Eram baixios, às vezes depressões. No sentido geográfico do termo: terras abaixo do nível do mar. Por que alguém convencionou chamar a estas terras “depressão”? O preconceito vinha de trás, do que significa a palavra “depressão” na linguagem médica, de como se foge da patologia e, de acordo com peritos, todos a temos em medidas e graus variáveis. Uma depressão geográfica não tem afinidade com a perspetiva patológica da palavra. Era altura de desfazer o preconceito: a depressão geográfica era depressão porque é chão que está abaixo do nível do mar. Essas terras não são doentes.
A bula dos sentidos adulterava-se no Bairro baixo. Se era voz comum que o oxigénio rarefeito das altitudes elevadas transtorna o raciocínio e a capacidade física, notava-se um efeito simétrico no bairro baixo. Era como se os cérebros fossem irrigados por um feixe de oxigénio a que não estavam habituados, esse feixe sinalizando abundância. A velocidade a que as coisas se passavam era alucinante. Havia, naquele lugar, a predisposição para tempestades cerebrais. As ideias tropeçavam umas nas outras sem perderem ordenação. As palavras não eram sabáticas. Constava que um poeta fizera uma residência artística e escreveu a eito duzentas páginas de poesia.
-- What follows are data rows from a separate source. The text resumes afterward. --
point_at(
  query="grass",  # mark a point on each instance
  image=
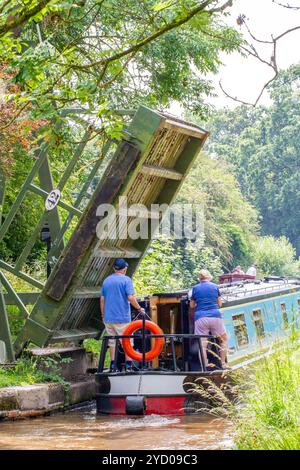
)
(268, 417)
(93, 346)
(29, 371)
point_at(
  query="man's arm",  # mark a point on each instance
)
(102, 307)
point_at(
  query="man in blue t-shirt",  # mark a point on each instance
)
(117, 294)
(206, 300)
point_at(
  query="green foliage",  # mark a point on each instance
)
(275, 256)
(230, 222)
(269, 417)
(95, 52)
(28, 371)
(158, 271)
(263, 146)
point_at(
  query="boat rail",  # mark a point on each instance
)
(243, 291)
(169, 340)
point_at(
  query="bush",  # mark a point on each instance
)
(269, 418)
(275, 256)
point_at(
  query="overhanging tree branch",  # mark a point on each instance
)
(24, 15)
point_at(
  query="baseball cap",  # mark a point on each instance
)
(120, 263)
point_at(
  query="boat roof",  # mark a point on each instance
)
(245, 291)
Umas vozes ábsonas tiravam partido do direito à divergência. Davam-se mal com os espíritos livres e com os expedientes que algumas deles procuravam para se desamarrarem para voos furtivos. Denunciavam a abundância lisérgica, o estado de todas aquelas almas que reclamavam um estatuto de liberdade pura. Os algozes administravam a inveja, todavia escondida: ai de quem murmurasse que estes autos de fé eram patrocinados por gente que, em sonhos recônditos, aspirava ao seu momento lisérgico.
Para os habitués do bairro baixo, nada disso contava. A liberdade votava os críticos à irrelevância. Se queriam a mesquinhez, que fossem deixados com a mesquinhez. Se quisessem cavalgar na estrumeira da inveja, não lhes vedassem o acesso. Patronos da leveza de espírito, teorizavam sobre os efeitos terapêuticos das terras abaixo do nível do mar. Um efeito lisérgico, anotavam em páginas lustrosas com a devida dose de tinta da china.
E o governo do sítio, aferroado aos edifícios onde lavrava o parapeito da centralização (e o estigma do poder), fazia de conta que desdenhava do bairro baixo. Queriam que os deuses, quando cinzelaram a geografia do país, tivessem sido pródigos noutras depressões. O bairro baixo era exíguo. O acesso estava limitado, para evitar a degradação do ecossistema. Todos, moradores, frequentadores e o governo, queriam, a uma só voz, que os golpes altos continuassem a brotar do bairro baixo. Se os bairros baixos fossem numerosos, as pessoas andavam distraídas. Não podiam escrutinar o poder. Esse era o seu golpe alto – e o golpe baixo do governo.